- Anzeige -
Curado.de Logo

Sie sind hier: Startseite - Krankheiten - Hauterkrankungen - Rosazea - Therapie - Rosazeapatienten sollten Sonne meiden

Rosazeapatienten sollten Sonne meiden

2 bis 5 % der Deutschen leiden unter Rosazea. Diese Hauterkrankung ist vor allem durch rote Stellen im Gesicht gekennzeichnet. Stirn, Wangen und Nase sind meist besonders betroffen.

Auslöser der Rötungen sind (zum Teil dauerhaft) geweitete Äderchen der Gesichtshaut. Darüber hinaus können zusätzlich zu den roten Stellen Knötchen und Eiterpickel entstehen. In besonders schweren Fällen – wenn es zu einem überschießenden Wachstum der Talgdrüsen kommt – bildet sich eine sogenannte Knollnase.

Lokale Behandlung notwendig

Rosazea tritt häufig erstmals nach dem 30. Lebensjahr auf. Zur Behandlung stehen unterschiedlichen Therapien zur Verfügung, die vom Schweregrad der Erkrankung abhängig sind. An erster Stelle steht eine äußerliche Behandlung der Haut mit entzündungshemmenden Produkten – also Cremes, Gelen oder Lotionen. Darin sind Wirkstoffe wie z. B. Antibiotika enthalten.
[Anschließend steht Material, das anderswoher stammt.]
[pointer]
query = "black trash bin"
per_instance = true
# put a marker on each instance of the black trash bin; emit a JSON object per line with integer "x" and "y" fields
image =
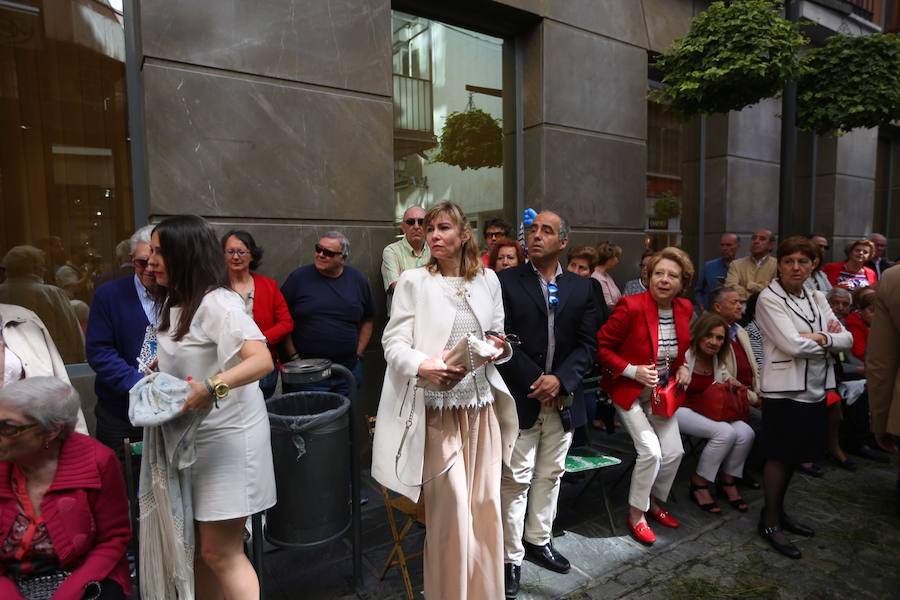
{"x": 310, "y": 449}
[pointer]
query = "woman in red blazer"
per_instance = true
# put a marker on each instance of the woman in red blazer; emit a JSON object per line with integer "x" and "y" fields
{"x": 853, "y": 274}
{"x": 642, "y": 345}
{"x": 261, "y": 295}
{"x": 63, "y": 508}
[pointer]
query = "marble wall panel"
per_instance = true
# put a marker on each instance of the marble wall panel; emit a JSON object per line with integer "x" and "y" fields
{"x": 755, "y": 132}
{"x": 854, "y": 199}
{"x": 595, "y": 181}
{"x": 593, "y": 83}
{"x": 667, "y": 20}
{"x": 339, "y": 43}
{"x": 236, "y": 146}
{"x": 752, "y": 200}
{"x": 619, "y": 19}
{"x": 856, "y": 153}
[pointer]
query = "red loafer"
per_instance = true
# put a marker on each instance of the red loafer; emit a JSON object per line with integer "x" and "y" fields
{"x": 665, "y": 518}
{"x": 642, "y": 533}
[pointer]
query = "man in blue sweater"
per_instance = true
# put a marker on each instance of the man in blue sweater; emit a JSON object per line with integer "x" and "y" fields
{"x": 121, "y": 336}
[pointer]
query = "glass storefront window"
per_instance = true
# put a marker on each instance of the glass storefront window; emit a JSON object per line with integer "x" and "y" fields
{"x": 439, "y": 70}
{"x": 65, "y": 179}
{"x": 665, "y": 190}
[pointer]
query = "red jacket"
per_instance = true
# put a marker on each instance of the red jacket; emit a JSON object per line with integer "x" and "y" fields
{"x": 270, "y": 311}
{"x": 860, "y": 331}
{"x": 833, "y": 270}
{"x": 630, "y": 336}
{"x": 86, "y": 513}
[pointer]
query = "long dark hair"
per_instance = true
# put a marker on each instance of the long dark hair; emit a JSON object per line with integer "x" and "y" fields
{"x": 256, "y": 252}
{"x": 194, "y": 264}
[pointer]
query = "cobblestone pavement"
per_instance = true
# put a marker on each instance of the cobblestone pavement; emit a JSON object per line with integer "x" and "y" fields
{"x": 854, "y": 554}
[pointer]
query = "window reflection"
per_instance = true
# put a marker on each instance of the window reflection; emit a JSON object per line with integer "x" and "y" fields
{"x": 439, "y": 70}
{"x": 65, "y": 185}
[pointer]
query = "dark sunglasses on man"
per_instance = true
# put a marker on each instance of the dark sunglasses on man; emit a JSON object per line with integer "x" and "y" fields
{"x": 326, "y": 252}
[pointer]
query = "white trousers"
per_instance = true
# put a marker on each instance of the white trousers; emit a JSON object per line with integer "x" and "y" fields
{"x": 529, "y": 487}
{"x": 659, "y": 451}
{"x": 728, "y": 445}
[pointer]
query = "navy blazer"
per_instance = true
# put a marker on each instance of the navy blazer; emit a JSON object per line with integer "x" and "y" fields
{"x": 575, "y": 333}
{"x": 116, "y": 328}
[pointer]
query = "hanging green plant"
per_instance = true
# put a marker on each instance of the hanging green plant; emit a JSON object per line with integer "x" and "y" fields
{"x": 734, "y": 55}
{"x": 471, "y": 140}
{"x": 667, "y": 206}
{"x": 850, "y": 82}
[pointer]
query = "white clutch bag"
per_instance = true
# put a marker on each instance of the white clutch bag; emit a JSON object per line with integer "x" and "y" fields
{"x": 470, "y": 353}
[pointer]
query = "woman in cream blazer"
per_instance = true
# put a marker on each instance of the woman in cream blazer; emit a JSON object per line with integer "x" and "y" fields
{"x": 447, "y": 447}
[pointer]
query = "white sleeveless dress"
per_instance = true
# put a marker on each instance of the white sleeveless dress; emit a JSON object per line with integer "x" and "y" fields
{"x": 233, "y": 476}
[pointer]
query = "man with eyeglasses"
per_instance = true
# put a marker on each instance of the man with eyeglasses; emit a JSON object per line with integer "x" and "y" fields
{"x": 494, "y": 231}
{"x": 751, "y": 274}
{"x": 714, "y": 271}
{"x": 409, "y": 252}
{"x": 120, "y": 344}
{"x": 553, "y": 312}
{"x": 333, "y": 311}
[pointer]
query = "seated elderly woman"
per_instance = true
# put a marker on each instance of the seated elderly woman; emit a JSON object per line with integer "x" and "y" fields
{"x": 63, "y": 510}
{"x": 730, "y": 439}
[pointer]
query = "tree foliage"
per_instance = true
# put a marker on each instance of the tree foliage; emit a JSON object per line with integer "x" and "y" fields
{"x": 471, "y": 140}
{"x": 850, "y": 82}
{"x": 734, "y": 56}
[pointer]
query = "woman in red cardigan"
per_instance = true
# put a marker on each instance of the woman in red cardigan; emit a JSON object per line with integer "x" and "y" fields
{"x": 262, "y": 297}
{"x": 853, "y": 274}
{"x": 63, "y": 508}
{"x": 642, "y": 345}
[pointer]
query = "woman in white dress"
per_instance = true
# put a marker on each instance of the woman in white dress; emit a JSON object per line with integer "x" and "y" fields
{"x": 207, "y": 338}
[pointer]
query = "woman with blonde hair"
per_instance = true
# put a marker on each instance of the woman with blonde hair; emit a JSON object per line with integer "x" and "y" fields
{"x": 442, "y": 430}
{"x": 608, "y": 256}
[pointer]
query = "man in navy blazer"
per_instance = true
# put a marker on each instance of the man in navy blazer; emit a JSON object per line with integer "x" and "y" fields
{"x": 553, "y": 313}
{"x": 122, "y": 313}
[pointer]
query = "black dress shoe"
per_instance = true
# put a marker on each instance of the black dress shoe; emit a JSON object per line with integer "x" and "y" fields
{"x": 776, "y": 538}
{"x": 867, "y": 451}
{"x": 749, "y": 482}
{"x": 788, "y": 524}
{"x": 547, "y": 557}
{"x": 512, "y": 574}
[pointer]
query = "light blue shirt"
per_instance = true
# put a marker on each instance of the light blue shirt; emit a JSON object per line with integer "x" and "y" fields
{"x": 147, "y": 301}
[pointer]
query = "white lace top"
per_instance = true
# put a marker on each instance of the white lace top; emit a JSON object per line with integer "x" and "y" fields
{"x": 473, "y": 390}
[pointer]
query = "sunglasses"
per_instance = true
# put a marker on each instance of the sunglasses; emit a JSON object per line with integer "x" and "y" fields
{"x": 10, "y": 430}
{"x": 327, "y": 252}
{"x": 552, "y": 295}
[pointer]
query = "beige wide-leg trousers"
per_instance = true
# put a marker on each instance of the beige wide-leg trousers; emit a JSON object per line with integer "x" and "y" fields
{"x": 464, "y": 535}
{"x": 657, "y": 441}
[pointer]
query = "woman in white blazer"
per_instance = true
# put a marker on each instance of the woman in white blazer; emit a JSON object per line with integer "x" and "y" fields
{"x": 799, "y": 331}
{"x": 448, "y": 445}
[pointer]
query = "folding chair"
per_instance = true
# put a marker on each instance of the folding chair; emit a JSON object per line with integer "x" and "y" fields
{"x": 130, "y": 450}
{"x": 415, "y": 515}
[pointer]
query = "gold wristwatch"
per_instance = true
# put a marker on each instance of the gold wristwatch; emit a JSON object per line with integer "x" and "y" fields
{"x": 220, "y": 388}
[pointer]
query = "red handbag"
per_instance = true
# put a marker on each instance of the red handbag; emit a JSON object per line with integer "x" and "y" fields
{"x": 666, "y": 400}
{"x": 722, "y": 402}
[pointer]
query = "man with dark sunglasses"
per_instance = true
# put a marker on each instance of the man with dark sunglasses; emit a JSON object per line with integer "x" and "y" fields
{"x": 333, "y": 311}
{"x": 553, "y": 313}
{"x": 409, "y": 252}
{"x": 121, "y": 324}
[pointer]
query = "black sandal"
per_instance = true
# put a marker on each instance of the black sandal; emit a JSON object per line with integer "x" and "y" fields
{"x": 710, "y": 507}
{"x": 738, "y": 503}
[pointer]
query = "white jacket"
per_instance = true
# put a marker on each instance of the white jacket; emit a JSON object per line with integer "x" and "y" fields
{"x": 27, "y": 336}
{"x": 419, "y": 327}
{"x": 786, "y": 354}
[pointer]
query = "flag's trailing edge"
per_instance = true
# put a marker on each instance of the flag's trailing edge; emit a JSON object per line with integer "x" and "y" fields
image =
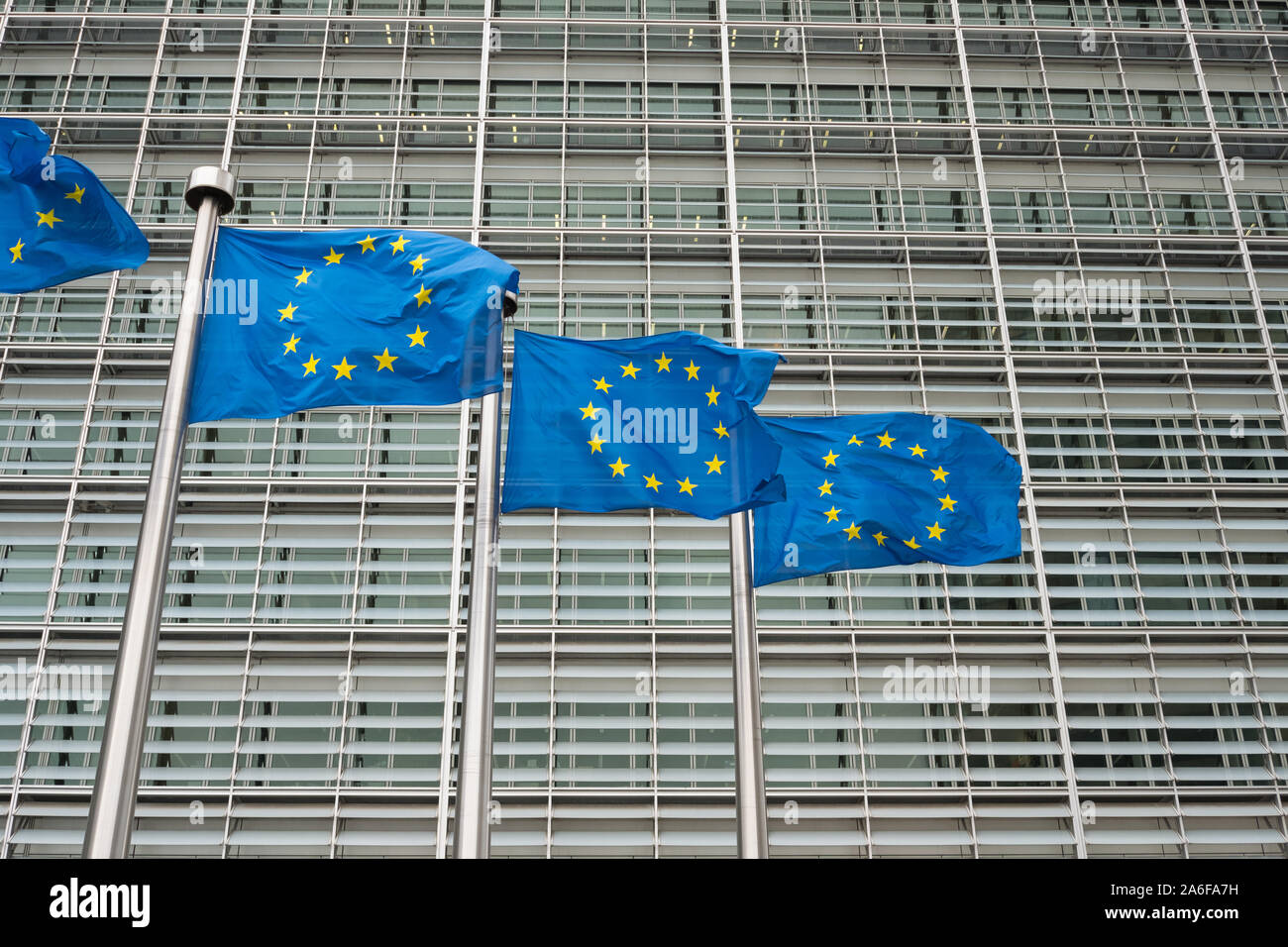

Reicht eine lokale Behandlung nicht aus, kann der behandelnde Dermatologe eine medikamentöse Therapie in Betracht ziehen, bei der in erster Linie antibiotische Arzneimittel zum Einsatz kommen. Sie sollen von innen heraus die Entzündung der Haut stoppen.

Haben sich aufgrund der ständig geweiteten Äderchen rote Stellen im Gesicht gebildet, die nicht mehr zurückgehen, kann auch einer Laserbehandlung sinnvoll sein.

Haut sanft Pflegen

Doch auch mit der richtigen Pflege können Betroffene viel für ihre Haut tun. Da diese bei Rosazea-Patienten meist sehr empfindlich ist, eigenen sich vor allem seifenfreie, pH-neutrale Waschlotionen oder Syndets. Auch bei Verwendung weiterer Kosmetika kann ein Blick auf die Inhaltsstoffe helfen einer Verschlechterung der Symptome vorzubeugen. Denn: Nicht alle Inhaltsstoffe werden gut vertragen (z. B. Kampfer und Menthol).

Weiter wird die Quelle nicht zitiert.